Vers quatre heures, un soldat du régiment de Leib vint demander M. Jean Keller.

Celui-ci se trouvait seul avec moi, à la maison, et prit communication d’une lettre que lui apportait ce soldat.

Quelle fut sa colère, quand il eut achevé de la lire !

Cette lettre était de la dernière insolence envers M. Jean, injurieuse aussi pour M. de Lauranay. Oui ! l’officier von Grawert était descendu jusqu’à insulter un homme de cet âge ! En même temps, il mettait en doute le courage de Jean Keller — un demi-Français qui ne devait avoir qu’une demi-bravoure ! Il ajoutait que si son rival n’était pas un lâche, on le verrait bien à la manière dont il recevrait deux de ses camarades qui viendraient lui rendre visite dans la soirée.

Pour moi, nul doute à cet égard, le lieutenant Frantz n’ignorait plus que M. de Lauranay se préparait à quitter Belzingen, que Jean Keller devait le suivre, et, sacrifiant sa morgue à sa passion, il voulait empêcher ce départ.

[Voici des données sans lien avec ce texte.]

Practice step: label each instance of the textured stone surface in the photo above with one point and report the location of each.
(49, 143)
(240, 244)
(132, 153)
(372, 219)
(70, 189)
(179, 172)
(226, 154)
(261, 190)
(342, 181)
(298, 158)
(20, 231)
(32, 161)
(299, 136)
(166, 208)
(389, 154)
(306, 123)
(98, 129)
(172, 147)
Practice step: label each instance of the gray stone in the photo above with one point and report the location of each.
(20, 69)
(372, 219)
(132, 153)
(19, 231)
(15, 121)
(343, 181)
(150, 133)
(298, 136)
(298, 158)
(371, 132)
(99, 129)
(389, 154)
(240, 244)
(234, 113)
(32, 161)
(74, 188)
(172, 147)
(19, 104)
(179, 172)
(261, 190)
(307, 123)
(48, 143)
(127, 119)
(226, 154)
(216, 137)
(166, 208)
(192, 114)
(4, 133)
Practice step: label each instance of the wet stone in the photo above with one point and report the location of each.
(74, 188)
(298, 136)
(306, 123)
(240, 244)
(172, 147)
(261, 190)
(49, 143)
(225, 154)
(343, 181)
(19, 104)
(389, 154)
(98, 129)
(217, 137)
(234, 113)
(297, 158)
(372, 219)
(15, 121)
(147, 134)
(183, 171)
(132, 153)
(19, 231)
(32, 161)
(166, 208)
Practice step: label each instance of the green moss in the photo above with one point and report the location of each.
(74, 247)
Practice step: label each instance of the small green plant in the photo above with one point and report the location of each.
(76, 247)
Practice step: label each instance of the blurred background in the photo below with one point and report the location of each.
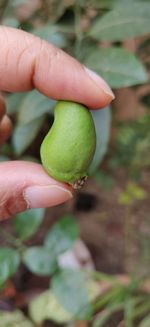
(87, 262)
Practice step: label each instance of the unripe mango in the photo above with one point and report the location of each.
(69, 147)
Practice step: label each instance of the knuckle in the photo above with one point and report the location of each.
(11, 205)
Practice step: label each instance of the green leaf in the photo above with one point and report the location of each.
(62, 235)
(33, 106)
(13, 102)
(69, 287)
(23, 135)
(145, 322)
(105, 315)
(50, 33)
(117, 66)
(102, 121)
(125, 21)
(14, 319)
(9, 263)
(46, 306)
(39, 260)
(27, 223)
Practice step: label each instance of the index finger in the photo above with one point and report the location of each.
(27, 62)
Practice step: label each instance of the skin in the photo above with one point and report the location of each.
(69, 147)
(27, 62)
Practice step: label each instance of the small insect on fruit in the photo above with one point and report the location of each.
(69, 147)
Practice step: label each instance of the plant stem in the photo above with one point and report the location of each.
(78, 32)
(3, 7)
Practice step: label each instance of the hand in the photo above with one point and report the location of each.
(27, 62)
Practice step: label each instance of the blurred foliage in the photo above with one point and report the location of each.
(132, 144)
(94, 32)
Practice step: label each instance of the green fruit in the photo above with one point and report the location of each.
(69, 147)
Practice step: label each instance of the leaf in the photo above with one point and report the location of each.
(46, 306)
(62, 235)
(125, 21)
(105, 315)
(117, 66)
(9, 263)
(50, 33)
(102, 121)
(14, 319)
(23, 135)
(27, 223)
(69, 287)
(33, 106)
(13, 102)
(145, 322)
(39, 260)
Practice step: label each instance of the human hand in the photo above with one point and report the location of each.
(27, 62)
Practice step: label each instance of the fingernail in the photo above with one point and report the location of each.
(100, 82)
(46, 196)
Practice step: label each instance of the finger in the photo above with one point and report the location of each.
(2, 107)
(5, 129)
(28, 62)
(25, 185)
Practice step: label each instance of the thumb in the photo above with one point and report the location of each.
(25, 185)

Devant une injure qui s’adressait non seulement à lui, mais aussi à la famille de Lauranay, je crus que je ne parviendrais pas à contenir M. Jean.

« Natalis, me dit-il d’une voix altérée par la colère, je ne partirai pas sans avoir châtié cet insolent ! Je ne partirai pas avec cette tache ! C’est indigne de venir m’insulter dans tout ce que j’ai de plus cher ! Je lui ferai voir, à cet officier, qu’un demi-Français, comme il m’appelle, ne recule pas devant un Allemand ! »

Je voulus calmer M. Jean, faire ressortir les conséquences d’une rencontre avec le lieutenant. S’il le blessait, il pouvait s’attendre à des représailles qui nous susciteraient mille embarras. S’il était blessé, comment s’effectuerait notre départ ?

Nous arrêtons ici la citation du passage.